Varios operarios trabajando ayer en el popular 'bombo' de Cáceres. :: jorge rey
Varios operarios trabajando ayer en el popular 'bombo' de Cáceres. :: jorge rey
  • El local, que se construyó en el año 1887, tiene problemas de humedades y goteras

La empresa que gestiona la cafetería del Kiosco de la Música, en el Paseo de Cánovas, está realizando mejoras en el local. El pasado lunes empezaron las obras para cambiar la impermeabilización del establecimiento, solucionando los problemas que tiene de humedades y goteras dentro de la cafetería. Esperan que las obras concluyan dentro de dos semanas.
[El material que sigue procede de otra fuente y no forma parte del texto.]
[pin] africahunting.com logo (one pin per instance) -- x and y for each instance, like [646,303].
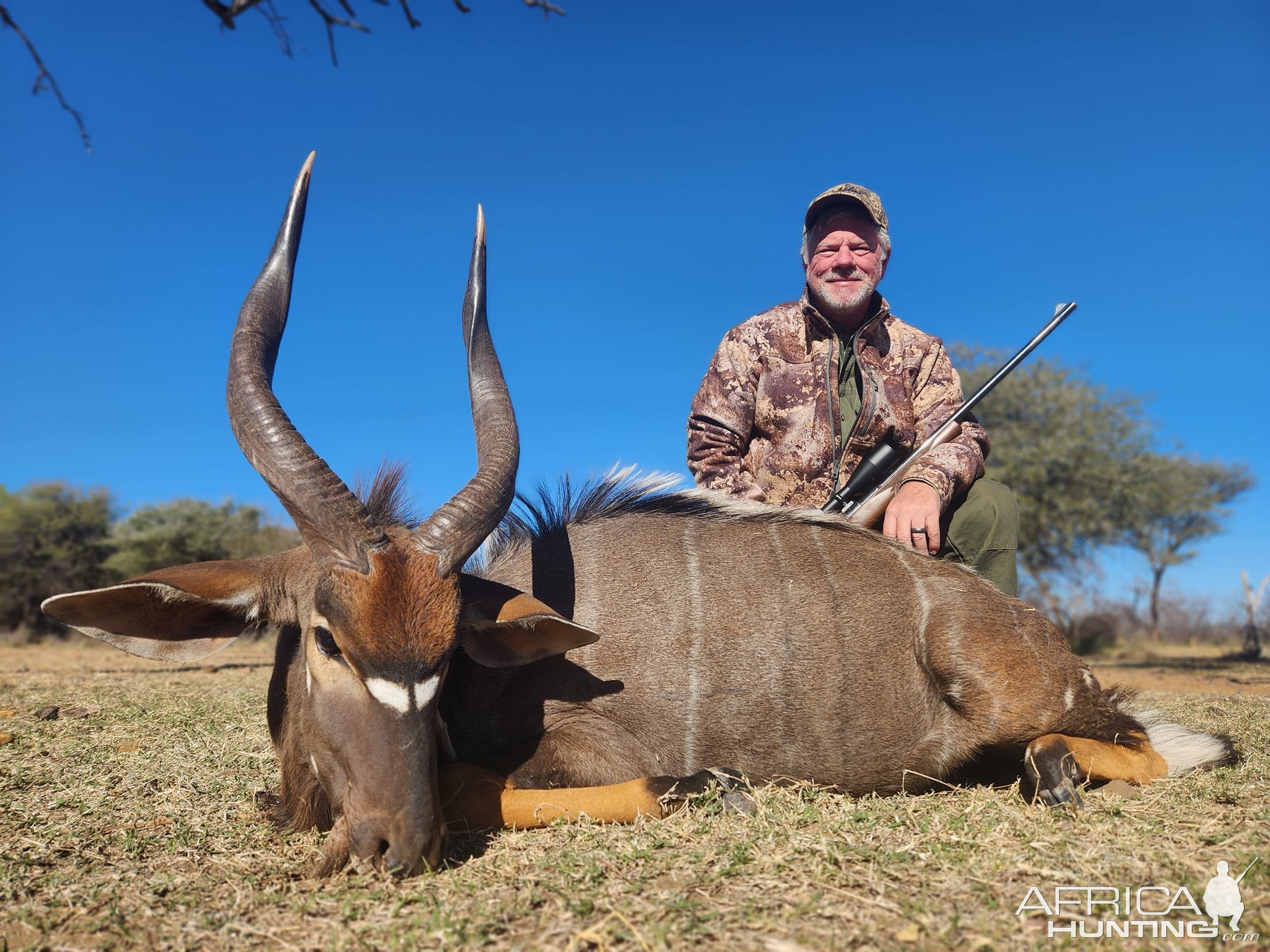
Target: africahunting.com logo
[1143,912]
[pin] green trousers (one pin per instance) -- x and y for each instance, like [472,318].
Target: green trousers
[981,528]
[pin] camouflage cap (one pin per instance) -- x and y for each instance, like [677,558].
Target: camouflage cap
[842,195]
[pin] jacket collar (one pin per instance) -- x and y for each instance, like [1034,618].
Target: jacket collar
[817,327]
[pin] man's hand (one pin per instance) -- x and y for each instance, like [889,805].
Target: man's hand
[913,517]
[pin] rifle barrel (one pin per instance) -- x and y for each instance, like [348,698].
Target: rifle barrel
[1061,314]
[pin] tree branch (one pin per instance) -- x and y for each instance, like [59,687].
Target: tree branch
[331,20]
[45,79]
[228,12]
[548,8]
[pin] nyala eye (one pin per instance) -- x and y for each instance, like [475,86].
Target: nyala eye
[327,643]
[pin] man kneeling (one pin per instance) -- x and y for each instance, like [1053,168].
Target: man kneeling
[797,397]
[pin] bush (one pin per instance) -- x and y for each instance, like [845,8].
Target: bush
[52,539]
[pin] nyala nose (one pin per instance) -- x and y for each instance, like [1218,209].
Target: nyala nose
[397,850]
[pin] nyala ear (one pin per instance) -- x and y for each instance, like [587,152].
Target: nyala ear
[182,614]
[502,626]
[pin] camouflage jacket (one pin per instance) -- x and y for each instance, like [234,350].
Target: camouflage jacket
[760,427]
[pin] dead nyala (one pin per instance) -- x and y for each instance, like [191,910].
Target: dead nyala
[607,648]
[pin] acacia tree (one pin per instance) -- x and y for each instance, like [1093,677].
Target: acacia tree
[332,13]
[1253,602]
[193,531]
[1176,505]
[1068,448]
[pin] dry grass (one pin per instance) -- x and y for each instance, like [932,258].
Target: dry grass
[138,827]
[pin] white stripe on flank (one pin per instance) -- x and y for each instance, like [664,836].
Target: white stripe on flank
[426,690]
[389,694]
[694,566]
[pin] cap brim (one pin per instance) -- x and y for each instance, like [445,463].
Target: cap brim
[819,205]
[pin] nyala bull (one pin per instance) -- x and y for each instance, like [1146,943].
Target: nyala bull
[609,649]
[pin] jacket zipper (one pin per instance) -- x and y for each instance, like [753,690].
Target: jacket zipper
[868,399]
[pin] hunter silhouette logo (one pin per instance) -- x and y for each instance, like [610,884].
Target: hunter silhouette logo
[1142,912]
[1222,896]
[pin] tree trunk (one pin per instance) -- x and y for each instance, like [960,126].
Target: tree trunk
[1251,643]
[1157,578]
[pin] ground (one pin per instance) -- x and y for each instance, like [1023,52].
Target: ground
[138,827]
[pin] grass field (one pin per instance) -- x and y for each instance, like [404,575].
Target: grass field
[138,826]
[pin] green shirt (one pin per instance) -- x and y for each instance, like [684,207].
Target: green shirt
[849,385]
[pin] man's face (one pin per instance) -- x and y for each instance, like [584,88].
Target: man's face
[845,266]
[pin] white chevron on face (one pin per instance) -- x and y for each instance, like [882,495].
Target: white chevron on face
[426,690]
[386,692]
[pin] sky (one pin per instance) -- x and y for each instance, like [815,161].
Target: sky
[644,169]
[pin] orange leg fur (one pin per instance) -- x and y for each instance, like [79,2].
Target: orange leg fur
[477,799]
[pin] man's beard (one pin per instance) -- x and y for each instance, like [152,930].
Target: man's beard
[833,299]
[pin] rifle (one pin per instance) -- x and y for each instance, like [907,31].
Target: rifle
[874,483]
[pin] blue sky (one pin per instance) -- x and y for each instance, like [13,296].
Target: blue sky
[644,168]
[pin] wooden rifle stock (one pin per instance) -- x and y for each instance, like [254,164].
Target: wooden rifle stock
[873,485]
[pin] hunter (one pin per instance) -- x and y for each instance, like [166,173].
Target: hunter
[797,397]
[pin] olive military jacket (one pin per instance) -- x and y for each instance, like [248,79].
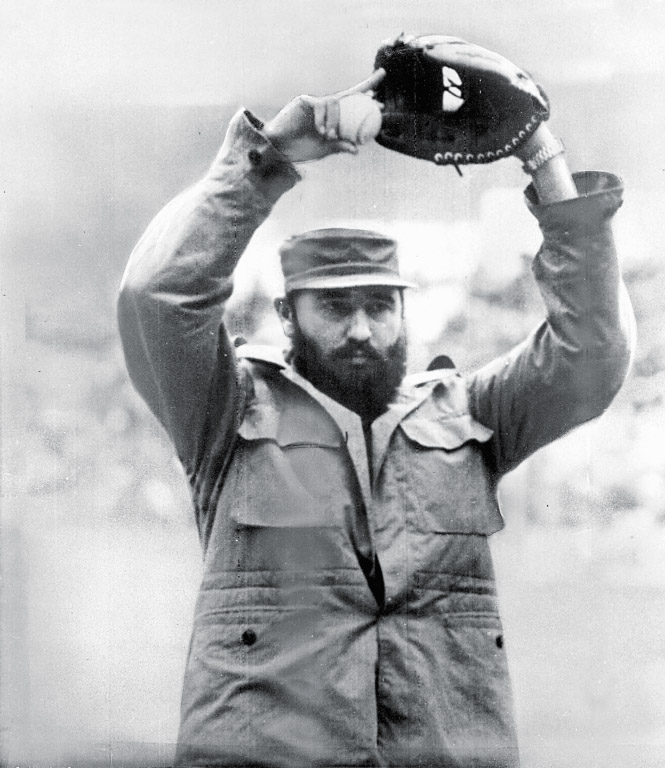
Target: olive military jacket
[347,614]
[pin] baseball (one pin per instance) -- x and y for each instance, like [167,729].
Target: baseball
[359,118]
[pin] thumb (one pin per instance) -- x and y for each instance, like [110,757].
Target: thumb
[345,146]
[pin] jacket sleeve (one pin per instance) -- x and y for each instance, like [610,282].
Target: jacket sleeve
[178,278]
[571,367]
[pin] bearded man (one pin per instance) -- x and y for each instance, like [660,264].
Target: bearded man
[347,614]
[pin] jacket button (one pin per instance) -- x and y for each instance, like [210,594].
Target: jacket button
[254,156]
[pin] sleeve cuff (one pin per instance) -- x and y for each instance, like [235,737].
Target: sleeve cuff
[600,195]
[247,148]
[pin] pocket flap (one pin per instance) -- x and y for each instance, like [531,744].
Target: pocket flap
[449,433]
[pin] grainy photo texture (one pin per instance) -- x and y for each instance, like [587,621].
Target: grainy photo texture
[332,384]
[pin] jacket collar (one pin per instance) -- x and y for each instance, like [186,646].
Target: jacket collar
[412,392]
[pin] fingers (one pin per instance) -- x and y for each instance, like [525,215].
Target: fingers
[346,146]
[326,117]
[369,84]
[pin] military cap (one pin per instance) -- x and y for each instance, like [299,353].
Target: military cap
[340,258]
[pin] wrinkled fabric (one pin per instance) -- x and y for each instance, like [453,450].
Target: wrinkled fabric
[293,660]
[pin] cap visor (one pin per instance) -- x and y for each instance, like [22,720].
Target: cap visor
[347,281]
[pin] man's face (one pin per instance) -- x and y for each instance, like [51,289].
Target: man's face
[350,343]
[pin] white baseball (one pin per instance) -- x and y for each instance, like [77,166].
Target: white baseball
[359,118]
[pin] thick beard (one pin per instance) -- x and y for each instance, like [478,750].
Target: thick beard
[367,391]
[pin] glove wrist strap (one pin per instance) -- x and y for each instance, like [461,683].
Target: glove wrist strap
[553,148]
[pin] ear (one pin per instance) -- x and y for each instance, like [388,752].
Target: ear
[285,313]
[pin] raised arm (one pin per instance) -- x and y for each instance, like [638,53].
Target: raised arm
[179,276]
[172,295]
[569,370]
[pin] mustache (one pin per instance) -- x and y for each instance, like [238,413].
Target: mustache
[352,348]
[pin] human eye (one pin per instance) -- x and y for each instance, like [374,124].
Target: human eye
[379,306]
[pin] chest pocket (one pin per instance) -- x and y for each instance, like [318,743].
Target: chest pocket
[289,471]
[448,477]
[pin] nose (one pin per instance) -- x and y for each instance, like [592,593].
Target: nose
[359,326]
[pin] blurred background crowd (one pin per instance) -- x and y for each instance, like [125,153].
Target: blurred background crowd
[113,108]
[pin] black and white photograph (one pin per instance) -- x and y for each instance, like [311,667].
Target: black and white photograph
[332,384]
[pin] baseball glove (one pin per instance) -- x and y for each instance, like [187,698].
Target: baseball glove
[454,102]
El quiosco o templete de la música es una de las construcciones emblemáticas de la ciudad. Como en otras ciudades españolas, el templete se realizó a finales del siglo XIX, a imitación de los que se levantaron en el Reino Unido, en la época victoriana, para que las bandas de música tocaran en los paseos resguardados de las inclemencias del tiempo.

El de Cáceres se levantó en 1887, cuando se planificó el ensanche de la ciudad. Durante décadas tocó en el templete la Banda Municipal, guardando en el interior útiles de jardinería y sillas, hasta que se decidió utilizarlo como bar.

Además de conciertos, era usado para ubicar a las autoridades en paradas militares y juras de bandera.

Dañado por un huracán

La cubierta era de zinc hasta el año 1941, cuando fue destruido por un huracán. El arquitecto municipal, Ángel Pérez, reparó el templete en 1942. La cubierta pasó a ser de cobre, llegando a tener durante varios años las flechas y el yugo franquista en el pináculo.

El Ayuntamiento, que es su propietario, adjudica la gestión del establecimiento. En 1998 lo hizo por un plazo de 38 años, siendo reformado y ampliado, lo que supuso abandonar su estructura original. La intervención originó cierta polémica.

Se reabrió, tras las obras, en agosto de 1999. En 2008 estuvo otra vez en obras durante varios meses. Se colocó un revestimiento impermeabilizante y se sustituyeron pilares de madera en mal estado, para evitar filtraciones de agua que originaban problemas de humedad.

En marzo del año pasado cambió el concesionario del bar, que abona un canon al Ayuntamiento de 400 euros mensuales.